FNIP1 is the most recently discovered protein of the AMPK, TFEB, and FNIP1 trio. The team found that AMPK signals FNIP1, which then opens the gate, allowing TFEB into the cell’s nucleus. Without FNIP1 receiving the signal from AMPK, TFEB remains trapped outside the nucleus, making mitochondrial breakdown and removal impossible.

“This discovery that FNIP1 is at the heart of the metabolic stress response will help us understand healthy aging, cancerous tumors, neurodegenerative diseases, and so much more. This is a fundamental cellular process that ties into many diseases and will be in textbooks for years to come,” says Shaw, senior author and director of Salk’s Cancer Center.
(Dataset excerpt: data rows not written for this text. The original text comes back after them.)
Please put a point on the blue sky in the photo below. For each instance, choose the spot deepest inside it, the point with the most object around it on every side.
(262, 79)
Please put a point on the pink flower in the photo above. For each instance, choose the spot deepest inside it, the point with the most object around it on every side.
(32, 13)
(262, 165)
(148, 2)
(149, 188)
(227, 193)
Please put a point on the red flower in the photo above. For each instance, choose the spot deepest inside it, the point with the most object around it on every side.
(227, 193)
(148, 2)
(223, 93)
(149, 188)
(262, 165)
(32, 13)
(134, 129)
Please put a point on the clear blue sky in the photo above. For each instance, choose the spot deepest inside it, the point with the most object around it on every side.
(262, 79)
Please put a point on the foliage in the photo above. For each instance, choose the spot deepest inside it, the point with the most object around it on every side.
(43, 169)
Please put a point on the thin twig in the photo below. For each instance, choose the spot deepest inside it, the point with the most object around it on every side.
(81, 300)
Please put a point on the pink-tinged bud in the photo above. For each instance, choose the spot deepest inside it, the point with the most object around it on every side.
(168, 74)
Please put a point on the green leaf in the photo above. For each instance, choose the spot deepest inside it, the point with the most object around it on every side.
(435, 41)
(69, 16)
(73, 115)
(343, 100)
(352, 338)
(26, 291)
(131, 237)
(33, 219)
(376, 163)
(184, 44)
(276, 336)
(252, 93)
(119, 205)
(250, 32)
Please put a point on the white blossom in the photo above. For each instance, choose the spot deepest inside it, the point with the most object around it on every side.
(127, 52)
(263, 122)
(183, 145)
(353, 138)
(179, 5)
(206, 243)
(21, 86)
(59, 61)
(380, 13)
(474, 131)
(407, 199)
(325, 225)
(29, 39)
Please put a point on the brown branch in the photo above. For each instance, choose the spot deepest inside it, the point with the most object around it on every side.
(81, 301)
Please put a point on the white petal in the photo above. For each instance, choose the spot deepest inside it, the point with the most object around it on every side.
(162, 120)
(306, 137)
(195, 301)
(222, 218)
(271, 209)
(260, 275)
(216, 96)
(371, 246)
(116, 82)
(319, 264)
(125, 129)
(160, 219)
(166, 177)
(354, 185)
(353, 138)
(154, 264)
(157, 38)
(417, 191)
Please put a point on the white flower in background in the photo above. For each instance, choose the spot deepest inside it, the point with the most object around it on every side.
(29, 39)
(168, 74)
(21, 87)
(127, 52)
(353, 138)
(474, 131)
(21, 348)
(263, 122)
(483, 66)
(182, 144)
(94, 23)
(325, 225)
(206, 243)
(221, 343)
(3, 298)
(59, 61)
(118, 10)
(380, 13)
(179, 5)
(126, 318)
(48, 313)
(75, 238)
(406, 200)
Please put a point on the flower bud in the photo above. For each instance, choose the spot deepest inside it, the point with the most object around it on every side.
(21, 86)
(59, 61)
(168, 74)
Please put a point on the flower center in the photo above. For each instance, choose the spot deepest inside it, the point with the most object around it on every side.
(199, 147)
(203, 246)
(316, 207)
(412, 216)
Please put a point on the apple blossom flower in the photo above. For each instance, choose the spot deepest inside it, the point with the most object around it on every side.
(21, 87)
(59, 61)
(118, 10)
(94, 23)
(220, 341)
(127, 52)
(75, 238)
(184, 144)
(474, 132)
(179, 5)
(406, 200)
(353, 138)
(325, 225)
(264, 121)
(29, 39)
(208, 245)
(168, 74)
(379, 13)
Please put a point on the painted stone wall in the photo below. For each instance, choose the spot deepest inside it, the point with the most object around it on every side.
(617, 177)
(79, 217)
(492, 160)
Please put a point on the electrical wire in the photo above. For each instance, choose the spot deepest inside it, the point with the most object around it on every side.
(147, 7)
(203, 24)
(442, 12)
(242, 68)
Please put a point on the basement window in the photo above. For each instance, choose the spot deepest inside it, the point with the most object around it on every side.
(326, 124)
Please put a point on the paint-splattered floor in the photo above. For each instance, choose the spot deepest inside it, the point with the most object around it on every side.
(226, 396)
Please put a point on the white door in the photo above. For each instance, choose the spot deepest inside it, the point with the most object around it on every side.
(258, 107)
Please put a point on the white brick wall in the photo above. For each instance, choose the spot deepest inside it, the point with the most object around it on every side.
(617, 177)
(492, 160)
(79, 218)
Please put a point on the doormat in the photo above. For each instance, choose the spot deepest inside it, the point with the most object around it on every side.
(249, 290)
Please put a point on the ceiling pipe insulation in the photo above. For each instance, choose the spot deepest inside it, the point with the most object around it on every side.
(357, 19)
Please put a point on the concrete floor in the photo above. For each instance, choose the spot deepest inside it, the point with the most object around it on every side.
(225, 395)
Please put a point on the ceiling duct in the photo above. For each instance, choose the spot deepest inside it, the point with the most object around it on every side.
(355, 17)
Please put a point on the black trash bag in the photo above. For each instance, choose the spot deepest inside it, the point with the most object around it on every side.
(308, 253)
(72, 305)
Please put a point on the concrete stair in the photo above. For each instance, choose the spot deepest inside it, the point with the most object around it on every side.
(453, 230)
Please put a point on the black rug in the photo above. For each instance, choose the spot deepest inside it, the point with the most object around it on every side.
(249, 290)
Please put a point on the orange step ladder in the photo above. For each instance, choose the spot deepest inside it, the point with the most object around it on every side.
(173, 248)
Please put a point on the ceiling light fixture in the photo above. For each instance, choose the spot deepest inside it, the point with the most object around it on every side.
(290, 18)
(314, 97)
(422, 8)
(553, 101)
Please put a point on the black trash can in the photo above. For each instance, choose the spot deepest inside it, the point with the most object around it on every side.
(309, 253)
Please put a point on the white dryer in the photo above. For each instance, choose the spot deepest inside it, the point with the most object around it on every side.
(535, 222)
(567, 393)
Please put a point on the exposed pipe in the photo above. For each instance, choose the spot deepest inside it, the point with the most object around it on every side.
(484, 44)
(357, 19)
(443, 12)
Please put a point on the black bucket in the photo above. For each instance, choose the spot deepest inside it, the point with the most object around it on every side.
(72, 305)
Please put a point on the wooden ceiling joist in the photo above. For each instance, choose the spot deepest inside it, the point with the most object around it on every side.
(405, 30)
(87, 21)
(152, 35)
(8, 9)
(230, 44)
The study compared unaltered human kidney cells with two altered types of human kidney cells: one that lacked AMPK entirely and another that lacked only the specific parts of FNIP1 that communicate with AMPK. The researchers established that AMPK phosphorylates FNIP1, which enables the protein to mediate signals that allow TFEB into the nucleus.

For future efforts, the team hopes their findings can assist in developing novel therapeutics for the numerous diseases that tie into this fundamental cellular process.